Resumen ejecutivo. En América Latina, la adopción de inteligencia artificial corre más rápido que el retorno: solo el 23% de las organizaciones de la región obtiene valor económico medible de la IA generativa; de hecho, seis de cada diez PYMES no obtiene ninguno.[1] Esa distancia —la brecha de valor— no se cierra comprando más herramientas, sino integrando la IA en el sistema donde realmente ocurre la operación: el ERP. Para las PYMES mexicanas, con su marcada preferencia por el software de código abierto, un ERP abierto como Odoo es el puente más corto entre "estamos probando IA" y "la IA nos dio retorno".

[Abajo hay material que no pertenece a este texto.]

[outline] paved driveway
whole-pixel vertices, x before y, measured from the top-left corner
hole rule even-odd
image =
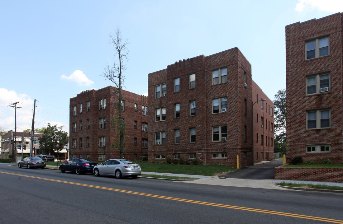
[[[246,166],[238,170],[221,176],[226,178],[252,180],[274,179],[275,167],[282,165],[282,159]]]

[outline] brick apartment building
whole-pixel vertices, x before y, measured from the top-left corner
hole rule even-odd
[[[71,157],[104,161],[119,158],[113,148],[116,134],[111,116],[117,110],[115,88],[83,91],[70,99]],[[122,90],[122,115],[125,125],[125,159],[139,159],[147,152],[147,98]]]
[[[261,99],[254,106],[254,161],[271,159],[273,104],[251,74],[237,48],[149,74],[149,161],[197,158],[235,166],[238,155],[241,166],[251,164],[252,102]]]
[[[290,158],[343,162],[342,23],[338,13],[286,27]]]

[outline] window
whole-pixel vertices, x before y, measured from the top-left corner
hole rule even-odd
[[[99,101],[99,110],[104,110],[106,108],[106,99],[103,99]]]
[[[174,105],[175,113],[174,115],[176,118],[180,117],[180,103],[176,103]]]
[[[180,78],[174,79],[174,92],[180,91]]]
[[[212,130],[213,141],[226,141],[227,140],[227,126],[213,127]]]
[[[227,153],[213,153],[212,159],[225,159],[227,158]]]
[[[180,143],[180,129],[175,129],[174,130],[174,136],[175,138],[175,143]]]
[[[193,100],[191,101],[190,103],[190,115],[191,116],[193,116],[193,115],[195,115],[195,109],[196,109],[196,104],[195,104],[195,100]]]
[[[155,96],[156,98],[164,97],[166,95],[166,84],[161,84],[155,87]]]
[[[106,145],[106,137],[99,137],[99,146],[105,147]]]
[[[166,144],[166,132],[155,133],[155,141],[156,145]]]
[[[147,132],[148,123],[145,122],[142,123],[142,130],[143,132]]]
[[[143,106],[142,108],[142,110],[143,112],[143,115],[145,116],[148,115],[148,107],[145,106]]]
[[[196,140],[195,128],[189,128],[189,139],[191,142],[195,142]]]
[[[227,107],[227,98],[226,97],[212,100],[212,112],[213,113],[226,112]]]
[[[306,42],[306,59],[321,57],[329,54],[329,37]]]
[[[327,92],[330,90],[329,74],[319,75],[307,77],[306,79],[306,94],[314,94]],[[317,85],[319,83],[319,85]]]
[[[330,127],[331,111],[329,109],[308,111],[306,120],[308,129]]]
[[[190,153],[188,154],[189,158],[190,159],[193,159],[196,158],[195,153]]]
[[[165,121],[166,120],[166,108],[163,107],[158,108],[155,110],[155,121]],[[162,116],[161,115],[162,114]]]
[[[165,159],[166,155],[164,154],[156,154],[155,155],[155,158],[157,160]]]
[[[148,139],[147,138],[143,138],[142,139],[142,148],[145,149],[148,147]]]
[[[212,85],[227,82],[227,68],[224,68],[212,71]]]
[[[189,88],[194,89],[195,88],[195,74],[189,75]]]
[[[331,151],[330,145],[319,145],[306,146],[306,152],[326,152]]]
[[[99,119],[99,128],[104,128],[106,127],[106,118],[104,117]]]

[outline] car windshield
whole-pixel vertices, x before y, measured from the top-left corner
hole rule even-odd
[[[83,163],[94,163],[93,161],[90,159],[80,159],[80,160]]]
[[[121,162],[125,164],[136,164],[136,163],[134,163],[132,161],[130,161],[130,160],[121,160],[120,161]]]

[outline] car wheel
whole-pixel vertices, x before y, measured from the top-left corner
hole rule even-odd
[[[116,178],[118,178],[118,179],[121,178],[121,177],[122,176],[121,175],[121,172],[119,170],[117,170],[116,171],[115,174],[116,174]]]
[[[60,167],[60,171],[61,173],[65,173],[66,171],[64,170],[64,168],[63,166]]]
[[[95,176],[99,176],[100,175],[100,173],[99,172],[99,170],[95,169],[94,170],[94,175]]]

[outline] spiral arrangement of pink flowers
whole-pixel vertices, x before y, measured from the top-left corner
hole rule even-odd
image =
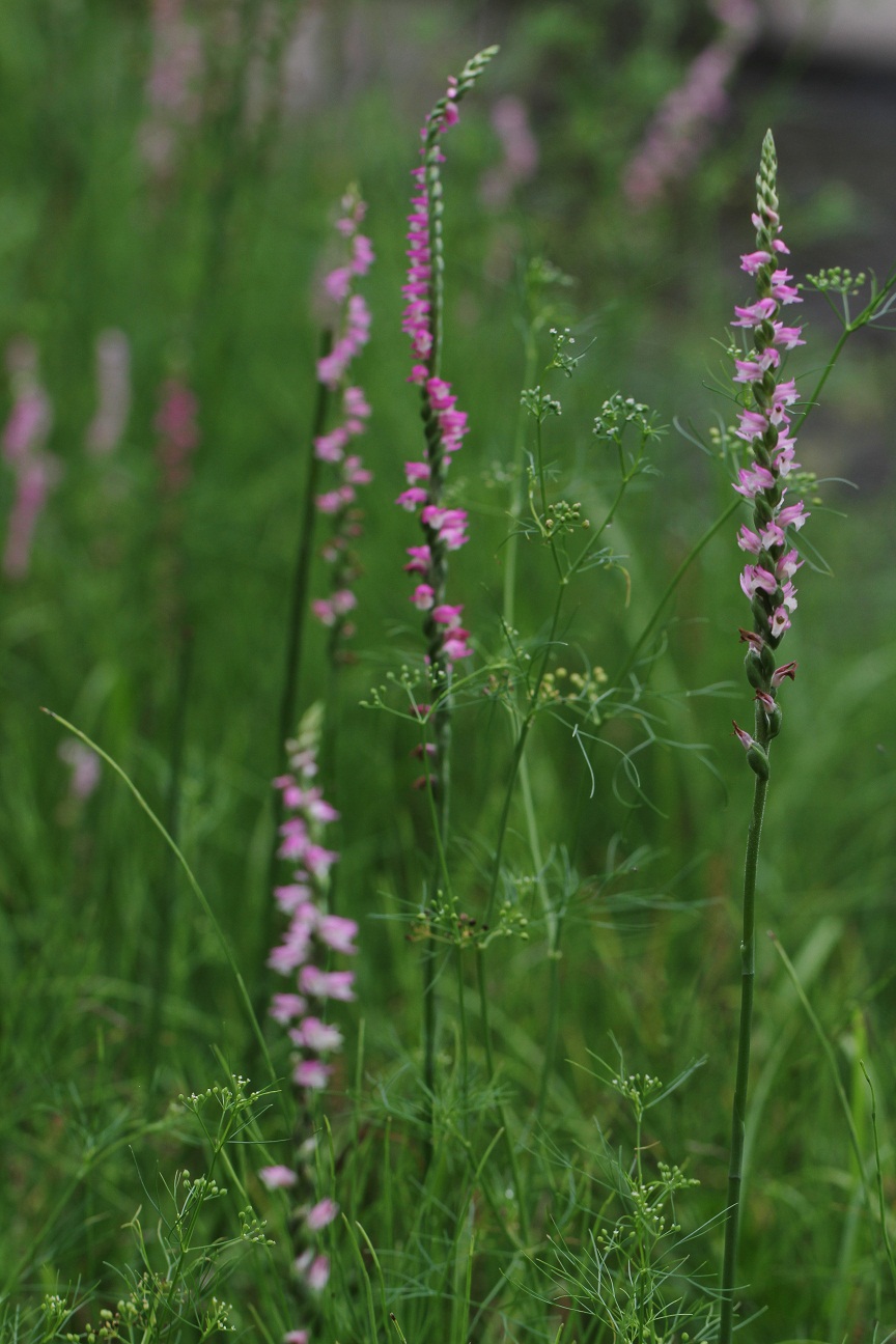
[[[439,137],[458,121],[458,102],[467,93],[494,55],[496,48],[473,56],[458,77],[451,75],[447,90],[427,116],[420,130],[422,163],[411,171],[414,194],[407,216],[407,281],[402,329],[411,339],[414,364],[408,375],[423,399],[426,460],[407,462],[407,489],[396,503],[418,513],[423,528],[423,546],[408,547],[406,571],[418,579],[410,601],[424,613],[423,632],[427,657],[434,673],[472,655],[469,632],[462,625],[462,605],[446,601],[447,556],[467,540],[466,509],[443,503],[445,481],[451,457],[467,433],[466,411],[457,409],[451,384],[439,376],[439,343],[442,313],[442,183],[439,165],[445,155]]]
[[[279,828],[278,856],[294,867],[290,882],[274,888],[274,899],[289,923],[267,965],[290,977],[292,985],[273,996],[270,1016],[289,1034],[294,1047],[293,1082],[308,1101],[326,1087],[333,1073],[330,1058],[343,1047],[339,1027],[324,1020],[325,1004],[355,999],[355,972],[333,970],[329,964],[334,956],[355,956],[357,923],[326,910],[329,874],[339,853],[328,849],[322,840],[326,827],[339,820],[339,812],[324,798],[317,784],[313,714],[306,716],[298,739],[287,742],[286,749],[290,771],[274,780],[286,813]],[[314,1144],[312,1137],[297,1149],[294,1167],[263,1167],[259,1179],[269,1189],[296,1193],[313,1188],[313,1163],[304,1159],[313,1156]],[[321,1199],[300,1207],[293,1219],[297,1250],[293,1271],[312,1294],[322,1292],[329,1279],[329,1258],[320,1250],[318,1234],[337,1214],[334,1200]],[[308,1340],[308,1332],[296,1331],[286,1339]]]
[[[751,767],[763,777],[768,773],[766,747],[780,727],[778,689],[785,679],[793,680],[797,671],[795,663],[775,667],[775,652],[797,610],[793,579],[802,560],[791,544],[791,532],[798,532],[809,517],[803,501],[793,500],[786,484],[799,469],[789,414],[798,392],[793,379],[779,379],[782,352],[805,341],[799,327],[789,327],[780,320],[780,309],[801,298],[793,277],[780,266],[789,249],[780,238],[776,171],[775,144],[768,132],[756,177],[752,216],[756,249],[742,257],[742,269],[755,277],[756,301],[736,308],[732,324],[752,336],[746,358],[735,359],[735,382],[750,390],[736,433],[750,445],[754,460],[740,468],[733,489],[752,505],[752,527],[740,528],[737,546],[751,556],[740,575],[740,587],[750,601],[754,628],[742,630],[740,637],[747,644],[747,677],[756,702],[756,737],[736,723],[735,734]]]
[[[360,567],[352,543],[361,535],[363,517],[355,505],[356,489],[373,478],[357,453],[345,452],[351,441],[364,433],[371,414],[363,390],[345,384],[349,364],[369,339],[371,314],[361,294],[353,293],[353,285],[369,270],[373,247],[369,238],[359,233],[367,207],[357,192],[347,192],[341,206],[336,228],[349,247],[349,257],[324,280],[326,297],[341,308],[340,335],[332,351],[317,362],[318,380],[332,392],[343,390],[341,415],[333,429],[314,438],[314,456],[329,464],[337,476],[329,489],[316,496],[318,513],[330,519],[329,536],[321,548],[330,566],[330,583],[329,594],[312,602],[313,614],[330,630],[333,655],[340,641],[353,634],[349,613],[357,598],[352,583]]]
[[[294,986],[274,995],[270,1013],[287,1028],[296,1047],[293,1082],[302,1091],[318,1091],[329,1082],[333,1070],[328,1056],[341,1048],[343,1036],[310,1012],[309,1004],[355,997],[355,972],[326,970],[320,962],[329,961],[333,953],[353,956],[357,925],[353,919],[326,914],[328,879],[339,853],[321,841],[329,823],[339,820],[339,812],[314,782],[317,751],[313,739],[300,738],[287,747],[292,770],[274,781],[286,813],[279,828],[278,856],[296,867],[292,880],[274,888],[274,899],[289,917],[289,926],[267,965],[282,976],[294,977]]]

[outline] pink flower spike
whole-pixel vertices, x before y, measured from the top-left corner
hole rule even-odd
[[[326,1087],[332,1073],[332,1067],[322,1064],[320,1059],[300,1059],[293,1070],[293,1082],[297,1087],[320,1091],[322,1087]]]
[[[400,508],[406,508],[408,513],[412,513],[418,504],[426,504],[426,491],[422,485],[411,485],[410,489],[403,491],[395,503]]]
[[[262,1167],[258,1179],[269,1189],[289,1189],[290,1185],[296,1184],[298,1176],[289,1167]]]
[[[797,680],[797,663],[782,663],[779,668],[771,673],[771,684],[775,689],[780,685],[785,677],[790,677],[791,681]]]
[[[329,1281],[329,1261],[326,1255],[316,1255],[305,1270],[305,1282],[312,1293],[322,1293]]]
[[[305,1226],[312,1232],[320,1232],[322,1227],[332,1223],[339,1214],[339,1204],[334,1199],[321,1199],[305,1214]]]
[[[357,234],[352,249],[352,271],[356,276],[365,276],[376,261],[369,238]]]

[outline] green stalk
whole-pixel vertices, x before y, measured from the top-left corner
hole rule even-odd
[[[320,359],[325,359],[333,347],[333,333],[332,331],[321,332],[320,343]],[[314,452],[314,439],[324,433],[326,425],[326,413],[329,410],[329,388],[325,383],[317,383],[317,395],[314,401],[314,418],[312,422],[312,433],[308,449],[308,470],[305,473],[305,500],[302,507],[302,519],[298,531],[298,546],[296,548],[296,564],[293,569],[293,585],[290,593],[290,606],[289,606],[289,625],[286,626],[286,655],[283,659],[283,683],[281,687],[279,698],[279,718],[277,720],[277,770],[283,758],[283,743],[296,731],[296,700],[298,695],[298,673],[302,665],[302,652],[305,642],[305,621],[308,617],[308,590],[312,574],[312,550],[314,544],[314,520],[317,513],[317,507],[314,503],[317,491],[317,477],[320,474],[320,458]],[[261,921],[263,933],[263,945],[261,954],[258,957],[258,965],[265,964],[265,957],[267,956],[267,949],[274,943],[277,937],[277,906],[270,899],[270,892],[277,884],[277,837],[279,835],[279,827],[283,821],[283,801],[279,790],[277,790],[277,797],[274,801],[274,829],[271,835],[271,847],[267,856],[267,883],[265,887],[266,902],[265,902],[265,918]],[[266,980],[265,976],[258,977],[258,1000],[257,1012],[259,1016],[265,1012],[265,995],[266,995]]]
[[[728,1165],[725,1249],[721,1265],[719,1344],[731,1344],[731,1335],[733,1331],[733,1290],[737,1266],[737,1232],[740,1220],[744,1125],[747,1117],[747,1083],[750,1079],[752,996],[756,976],[756,866],[759,863],[759,840],[762,837],[762,820],[766,812],[767,793],[768,780],[763,780],[756,775],[752,816],[750,818],[750,831],[747,833],[747,857],[744,863],[743,931],[740,938],[740,1028],[737,1032],[737,1068],[731,1117],[731,1161]]]

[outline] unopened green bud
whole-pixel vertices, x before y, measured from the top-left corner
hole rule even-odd
[[[747,680],[750,681],[754,691],[762,691],[768,684],[768,676],[763,671],[762,653],[756,649],[747,649],[747,657],[744,659],[744,671],[747,673]]]
[[[758,742],[754,742],[751,747],[747,747],[747,765],[754,774],[758,774],[760,780],[768,778],[768,753],[764,747],[760,747]]]

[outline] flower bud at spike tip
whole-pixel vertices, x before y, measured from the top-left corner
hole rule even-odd
[[[735,737],[747,753],[747,765],[760,780],[768,778],[768,755],[766,749],[756,742],[744,728],[739,728],[735,719],[731,720]]]

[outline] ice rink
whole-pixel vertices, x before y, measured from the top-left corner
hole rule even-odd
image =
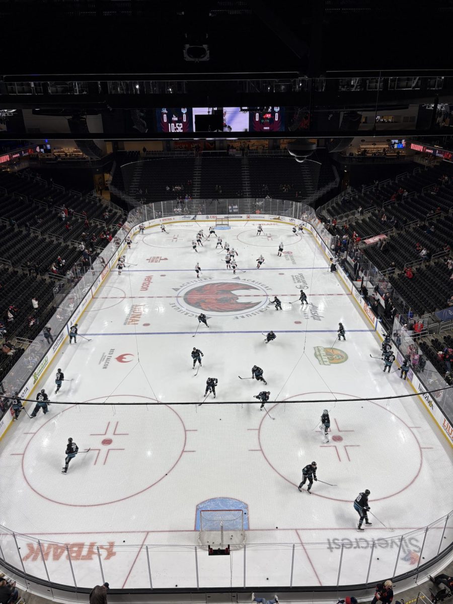
[[[68,544],[77,585],[87,586],[97,547],[111,587],[149,586],[146,545],[155,587],[192,586],[198,512],[210,506],[243,510],[248,585],[288,584],[293,544],[294,585],[336,584],[342,543],[342,583],[364,580],[371,548],[370,581],[393,576],[399,550],[397,574],[410,570],[422,527],[451,511],[451,481],[439,483],[451,474],[446,440],[417,397],[360,400],[414,391],[396,364],[384,374],[370,358],[380,358],[381,341],[310,234],[263,222],[257,236],[257,222],[230,222],[217,233],[239,254],[233,275],[214,236],[192,249],[199,228],[207,235],[212,224],[147,229],[134,237],[122,274],[114,269],[103,282],[79,321],[91,341],[66,339],[38,384],[66,404],[35,419],[22,413],[0,442],[2,525],[42,539],[51,580],[72,584],[66,546],[47,542]],[[309,306],[297,301],[301,288]],[[269,303],[274,295],[281,311]],[[193,337],[200,312],[209,327]],[[345,341],[336,341],[339,321]],[[266,344],[270,330],[277,339]],[[204,355],[197,375],[194,346]],[[267,386],[239,379],[254,364]],[[54,395],[59,367],[72,381]],[[218,379],[215,400],[178,404],[202,402],[208,377]],[[253,398],[263,390],[268,413]],[[295,402],[304,400],[319,402]],[[153,401],[165,404],[133,405]],[[104,404],[77,404],[84,402]],[[326,407],[328,443],[319,429]],[[63,475],[68,437],[80,453]],[[302,467],[313,460],[319,480],[311,495],[300,493]],[[372,518],[359,533],[353,501],[365,489],[385,527]],[[443,530],[451,539],[453,518],[428,532],[426,559]],[[14,555],[9,535],[0,542]],[[27,571],[42,575],[36,542],[19,544]],[[199,550],[201,586],[242,585],[243,556]]]

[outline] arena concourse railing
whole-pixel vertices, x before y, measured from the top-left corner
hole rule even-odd
[[[251,205],[255,208],[252,213],[247,211]],[[190,210],[187,213],[186,209]],[[69,293],[61,301],[56,313],[48,323],[52,328],[54,341],[48,342],[44,335],[40,334],[34,345],[27,349],[8,374],[2,384],[4,396],[11,396],[18,391],[21,398],[30,398],[34,385],[67,335],[68,326],[77,321],[124,249],[126,236],[138,232],[139,224],[144,222],[150,225],[155,220],[165,222],[214,220],[218,217],[217,211],[220,210],[232,220],[256,220],[262,216],[263,221],[281,220],[298,224],[301,222],[312,233],[323,251],[329,257],[332,255],[332,236],[318,220],[314,210],[303,204],[284,200],[236,199],[219,202],[197,200],[187,205],[185,202],[172,200],[138,207],[129,213],[126,222],[118,231],[120,245],[111,242],[93,263],[91,269],[80,276]],[[183,210],[184,213],[182,213]],[[376,332],[381,336],[384,335],[385,330],[358,294],[346,272],[341,266],[338,266],[338,271]],[[373,278],[379,280],[380,278]],[[400,335],[400,329],[399,331]],[[408,344],[408,337],[401,338],[401,341],[397,340],[400,351]],[[435,375],[436,372],[430,371],[431,373],[427,374]],[[449,425],[446,426],[445,423],[448,423],[447,417],[451,414],[453,408],[451,390],[441,390],[439,396],[437,393],[431,393],[429,391],[435,388],[425,387],[424,381],[422,381],[424,376],[420,373],[410,373],[416,394],[407,396],[421,394],[426,408],[452,444],[453,431]],[[439,383],[433,381],[431,385],[438,385]],[[443,388],[442,384],[440,387]],[[184,403],[182,401],[175,403],[178,404],[196,403]],[[111,406],[114,413],[115,405],[107,405]],[[95,408],[101,407],[103,411],[107,408],[104,405],[98,405]],[[10,416],[0,422],[0,437],[11,419]],[[14,504],[11,501],[11,505]],[[89,544],[79,542],[79,540],[77,542],[48,541],[16,532],[13,527],[1,526],[0,566],[20,585],[30,591],[66,601],[78,599],[77,594],[86,594],[93,585],[102,584],[104,581],[108,581],[112,589],[109,600],[114,599],[115,593],[123,593],[118,565],[121,564],[121,561],[126,563],[126,558],[129,560],[131,556],[135,561],[132,591],[142,590],[149,594],[178,591],[187,593],[194,590],[249,591],[260,588],[270,590],[272,594],[278,589],[288,594],[298,590],[300,593],[310,592],[313,594],[323,590],[339,593],[341,589],[347,586],[349,594],[354,592],[360,595],[366,594],[366,590],[377,582],[389,578],[401,586],[407,580],[413,584],[419,576],[426,576],[433,566],[442,564],[443,561],[445,564],[453,551],[453,512],[427,526],[403,534],[388,536],[388,532],[384,533],[384,530],[381,533],[384,536],[381,536],[365,538],[363,535],[358,535],[351,538],[326,538],[316,542],[305,540],[303,542],[295,530],[294,539],[283,539],[280,536],[280,532],[278,537],[272,533],[275,538],[271,542],[267,541],[269,533],[259,538],[251,532],[244,542],[231,551],[230,556],[216,559],[214,587],[212,566],[207,562],[207,552],[199,544],[198,532],[194,530],[184,532],[186,537],[175,537],[173,541],[169,539],[170,542],[159,542],[156,539],[153,542],[150,538],[149,541],[145,540],[141,544],[123,545],[107,538],[104,542]],[[358,558],[358,550],[361,551]],[[318,574],[314,573],[316,580],[313,578],[312,564],[310,568],[311,559],[316,561],[320,569]],[[257,577],[262,573],[257,573],[257,569],[265,568],[266,565],[272,566],[272,582],[262,585],[260,588],[257,585]],[[182,570],[184,580],[181,577]],[[131,590],[128,588],[127,591],[129,594]],[[291,597],[289,596],[289,599]]]

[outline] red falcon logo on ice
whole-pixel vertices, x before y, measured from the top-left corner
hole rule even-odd
[[[254,294],[236,294],[244,290],[251,290]],[[257,297],[257,300],[239,301],[245,296]],[[203,283],[191,288],[184,295],[186,304],[201,310],[211,312],[243,312],[250,310],[261,304],[263,291],[254,285],[239,281],[220,283]]]
[[[119,356],[115,356],[115,360],[117,361],[118,363],[130,363],[132,359],[129,359],[128,361],[126,361],[126,356],[133,356],[133,355],[131,355],[129,352],[126,352],[124,355],[120,355]]]

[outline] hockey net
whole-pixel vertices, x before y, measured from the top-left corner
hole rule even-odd
[[[228,217],[225,217],[225,216],[216,217],[216,226],[222,226],[222,225],[225,226],[228,226],[229,224],[230,224],[229,219],[228,218]]]
[[[201,510],[198,542],[207,547],[242,547],[245,543],[243,510]]]

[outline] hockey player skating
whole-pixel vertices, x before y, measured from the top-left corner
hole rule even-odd
[[[316,461],[312,461],[311,463],[309,463],[308,465],[306,466],[302,470],[302,482],[297,487],[299,490],[302,492],[302,487],[305,484],[305,483],[308,480],[309,484],[307,487],[307,491],[309,493],[310,490],[313,485],[313,480],[318,480],[316,477],[316,471],[318,469],[318,466],[316,464]]]
[[[48,411],[49,408],[48,405],[49,405],[49,397],[46,394],[46,391],[43,388],[40,392],[39,392],[37,396],[36,396],[36,404],[34,406],[34,409],[33,409],[33,413],[30,416],[31,417],[36,417],[36,414],[39,411],[40,409],[42,409],[42,413],[44,415]]]
[[[257,365],[254,365],[252,367],[252,378],[254,378],[259,382],[264,382],[265,384],[268,383],[263,377],[263,370]]]
[[[278,300],[277,296],[274,296],[274,300],[271,300],[271,304],[274,304],[275,305],[276,310],[281,310],[281,302],[280,301],[280,300]]]
[[[212,392],[214,398],[216,398],[216,386],[217,386],[218,380],[217,378],[208,378],[206,380],[206,390],[205,390],[205,396],[209,393]],[[199,403],[201,405],[201,403]]]
[[[400,378],[403,378],[405,380],[407,378],[407,373],[411,368],[411,358],[409,355],[406,355],[404,358],[404,361],[401,365],[401,373],[400,373]]]
[[[19,417],[19,414],[21,411],[24,409],[24,405],[21,399],[19,397],[19,393],[15,392],[14,396],[12,397],[11,399],[13,411],[14,411],[14,420],[16,420]]]
[[[74,338],[74,343],[77,343],[77,332],[79,329],[77,329],[79,326],[79,323],[74,323],[72,326],[71,329],[69,329],[69,344],[72,343],[72,338]]]
[[[396,357],[392,352],[391,349],[390,349],[388,352],[385,353],[384,355],[384,369],[382,370],[384,373],[385,373],[386,369],[388,369],[388,373],[390,373],[392,364],[396,358]]]
[[[330,418],[329,417],[329,411],[324,409],[323,415],[321,416],[321,429],[324,430],[324,442],[329,442],[329,429],[330,427]]]
[[[343,327],[342,323],[338,323],[338,341],[341,339],[342,337],[344,340],[346,339],[346,336],[344,335],[344,327]]]
[[[364,523],[364,520],[365,521],[365,524],[368,524],[371,526],[372,522],[370,522],[368,519],[367,512],[370,511],[370,506],[368,504],[368,496],[370,495],[370,491],[368,489],[365,489],[363,493],[359,493],[356,498],[354,500],[354,509],[358,513],[360,516],[359,519],[359,524],[357,525],[357,528],[358,530],[365,530],[365,529],[362,527]]]
[[[197,362],[197,361],[198,361],[198,364],[200,365],[200,367],[201,367],[201,358],[202,356],[204,356],[201,350],[194,347],[193,350],[191,353],[191,355],[192,359],[193,359],[193,367],[192,367],[192,369],[195,368],[195,363]]]
[[[198,315],[198,323],[204,323],[207,327],[209,327],[206,322],[206,315],[204,315],[202,312]]]
[[[72,439],[68,439],[68,445],[66,447],[66,459],[65,460],[65,466],[62,469],[62,474],[66,474],[68,472],[68,466],[71,459],[74,459],[79,452],[79,447],[76,443],[72,442]]]
[[[266,392],[265,390],[263,390],[260,392],[259,394],[257,394],[256,396],[254,396],[254,399],[258,399],[259,400],[261,401],[261,406],[260,407],[260,411],[262,411],[264,409],[265,403],[267,403],[269,400],[269,397],[271,396],[270,392]]]
[[[65,374],[59,367],[57,371],[57,374],[55,376],[55,383],[57,385],[57,390],[55,391],[55,394],[56,394],[60,388],[62,387],[62,384],[65,379]]]

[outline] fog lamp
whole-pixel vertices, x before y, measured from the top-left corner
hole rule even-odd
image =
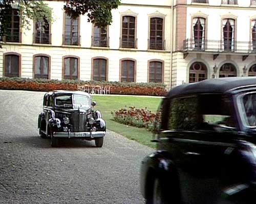
[[[69,130],[69,128],[68,128],[68,127],[64,127],[63,128],[63,130],[65,131],[65,132],[67,132],[68,130]]]
[[[88,123],[90,125],[92,125],[94,123],[94,119],[93,118],[90,118],[88,119]]]
[[[68,117],[65,117],[63,119],[63,122],[64,122],[65,124],[66,125],[68,124],[69,123],[69,118]]]

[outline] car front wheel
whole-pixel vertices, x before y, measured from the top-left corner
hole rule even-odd
[[[95,139],[95,145],[97,147],[101,147],[103,145],[103,138]]]

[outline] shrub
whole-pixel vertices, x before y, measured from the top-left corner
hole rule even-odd
[[[160,119],[160,112],[155,114],[145,109],[129,107],[111,112],[112,120],[120,123],[137,127],[144,127],[153,131],[155,125],[158,125]]]
[[[48,80],[26,78],[0,77],[0,89],[50,91],[58,89],[77,90],[78,85],[111,86],[112,94],[165,96],[166,85],[159,83],[119,82],[65,79]]]

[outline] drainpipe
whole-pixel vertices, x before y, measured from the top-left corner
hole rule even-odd
[[[172,8],[170,9],[170,74],[169,78],[169,88],[172,88],[172,76],[173,76],[173,28],[174,28],[174,1],[172,1]]]

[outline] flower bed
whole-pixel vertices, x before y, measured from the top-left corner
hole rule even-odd
[[[112,119],[120,123],[138,127],[144,127],[153,131],[155,125],[160,122],[160,114],[152,113],[145,109],[137,109],[129,107],[127,109],[122,108],[115,112],[111,112]]]
[[[18,77],[0,77],[0,89],[50,91],[77,90],[78,85],[98,85],[111,86],[111,94],[165,96],[165,85],[156,83],[98,82],[72,80],[48,80]]]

Casi cualquier reporte de 2025–2026 confirma el mismo titular: la IA crece en la región. El mercado latinoamericano de inteligencia artificial pasó de unos USD 29.5 mil millones en 2025 a una proyección de USD 40.5 mil millones en 2026.[2] El entusiasmo es real y el dinero también.
El problema aparece al medir resultados. Según el informe Latin America in the Intelligent Age, del Foro Económico Mundial junto con McKinsey, apenas el 23% de las organizaciones de la región genera valor económico medible con la IA generativa; de hecho, seis de cada diez PYMES no obtiene ninguno.[1] Dicho de otro modo: capturar valor con la IA sigue siendo la excepción, no la regla.